Em agosto de 2019, a Scipopulis foi adquirida pela green4T, do ramo de infraestrutura digital, pelo valor de R$ 11,5 milhões. A aquisição foi o primeiro investimento em venture capital da empresa, que constrói data centers e salas de monitoramento para cidades.

“Eles constroem toda a infraestrutura de computação, mas não tinham o software para operar esses equipamentos”, disse Cardoso. “A aquisição possibilitou complementar a oferta deles com a parte de informação e nos deu a oportunidade de escalonar nosso modelo de negócios para desenvolver novas soluções focadas em cidades inteligentes, como monitoramento de segurança pública”, avaliou.

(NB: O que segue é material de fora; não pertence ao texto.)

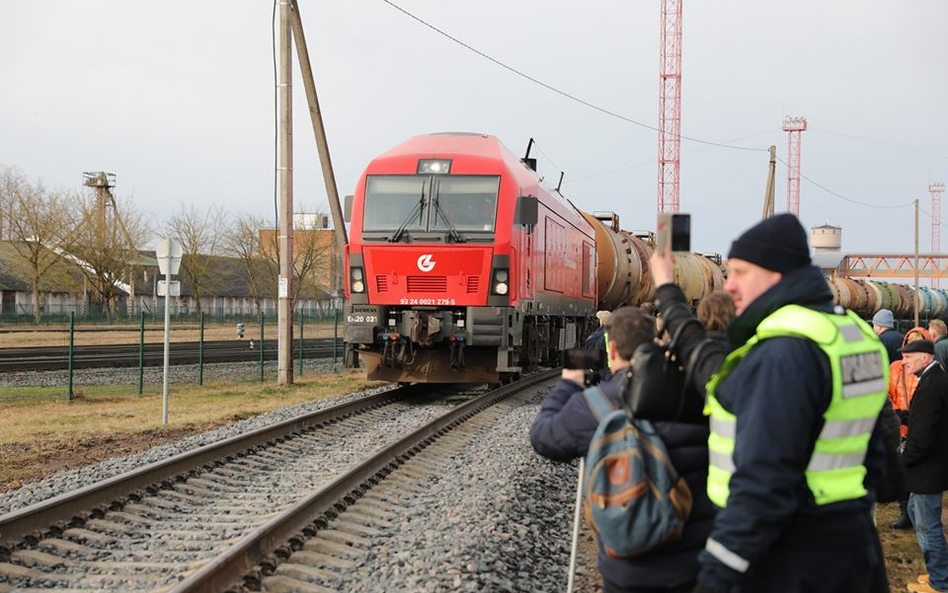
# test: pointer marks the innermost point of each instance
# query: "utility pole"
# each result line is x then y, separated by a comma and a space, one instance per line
329, 177
795, 126
915, 304
936, 189
285, 240
769, 190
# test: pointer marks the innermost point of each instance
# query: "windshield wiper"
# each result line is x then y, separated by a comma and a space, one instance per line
419, 209
452, 231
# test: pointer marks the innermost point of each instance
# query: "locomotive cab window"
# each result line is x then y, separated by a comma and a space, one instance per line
395, 200
452, 205
467, 203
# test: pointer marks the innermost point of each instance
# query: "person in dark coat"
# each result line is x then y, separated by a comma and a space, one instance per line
883, 323
597, 339
771, 535
564, 428
926, 461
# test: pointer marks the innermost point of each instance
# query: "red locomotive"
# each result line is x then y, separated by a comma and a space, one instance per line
461, 267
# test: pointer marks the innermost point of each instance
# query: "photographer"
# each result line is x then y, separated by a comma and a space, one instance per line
564, 428
788, 471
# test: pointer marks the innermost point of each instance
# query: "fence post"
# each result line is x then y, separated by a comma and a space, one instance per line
201, 353
141, 352
72, 334
301, 341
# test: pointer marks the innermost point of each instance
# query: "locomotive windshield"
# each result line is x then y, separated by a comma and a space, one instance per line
452, 204
393, 201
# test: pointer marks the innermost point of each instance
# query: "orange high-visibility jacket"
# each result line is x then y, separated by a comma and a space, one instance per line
901, 384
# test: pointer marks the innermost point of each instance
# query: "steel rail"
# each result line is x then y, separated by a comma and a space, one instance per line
46, 358
42, 516
224, 571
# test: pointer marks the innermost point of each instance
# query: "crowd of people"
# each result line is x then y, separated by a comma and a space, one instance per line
812, 416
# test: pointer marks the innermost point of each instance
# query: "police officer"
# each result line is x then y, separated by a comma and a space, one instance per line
795, 446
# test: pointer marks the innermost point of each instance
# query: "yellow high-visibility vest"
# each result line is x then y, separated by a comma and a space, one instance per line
860, 381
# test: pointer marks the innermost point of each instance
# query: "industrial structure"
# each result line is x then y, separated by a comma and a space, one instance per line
669, 107
795, 126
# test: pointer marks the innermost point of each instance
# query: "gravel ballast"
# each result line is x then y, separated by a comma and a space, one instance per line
499, 519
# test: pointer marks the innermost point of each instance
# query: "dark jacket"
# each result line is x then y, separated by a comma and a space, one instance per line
892, 486
926, 450
892, 340
779, 393
563, 430
597, 339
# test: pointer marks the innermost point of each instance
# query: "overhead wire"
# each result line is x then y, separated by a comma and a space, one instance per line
276, 120
841, 196
915, 149
556, 90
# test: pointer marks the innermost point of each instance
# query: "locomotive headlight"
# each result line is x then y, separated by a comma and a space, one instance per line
500, 284
357, 278
434, 166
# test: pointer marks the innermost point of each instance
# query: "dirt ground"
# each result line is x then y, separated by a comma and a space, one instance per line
41, 437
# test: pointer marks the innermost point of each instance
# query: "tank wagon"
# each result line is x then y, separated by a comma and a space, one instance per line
868, 296
463, 268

Após passar pela experiência de receber financiamento do PIPE e de venture capital, o pesquisador avalia que as duas modalidades de investimento em empresas iniciantes de base tecnológica têm suas peculiaridades e são complementares. “O PIPE não desempenha o papel do venture capital e vice-versa”, disse.

Em sua opinião, os recursos do PIPE são especialmente importantes na fase inicial da empresa, quando ela está começando a desenvolver um produto e não tem um valor estimado muito bem definido – o valuation, no jargão do mercado. Por isso, dificilmente conseguiria obter até R$ 1 milhão de capital de risco a fundo perdido como oferecido pelo PIPE, avalia o pesquisador.

“O PIPE financia a inovação. Os recursos permitem criar a empresa e testar ideias que, se tiverem mercado, podem resultar no desenvolvimento de um novo produto”, analisou Cardoso. Já o venture capital, acrescentou, permite às startups em estágio mais maduro financiar a escala do produto para que atinja novos mercados e tenha outras aplicações.

“É difícil conseguir acessar venture capital para criar um produto novo do zero. Normalmente, para isso o produto já tem que estar pronto para ser escalonado. Por isso o PIPE é fundamental”, afirmou.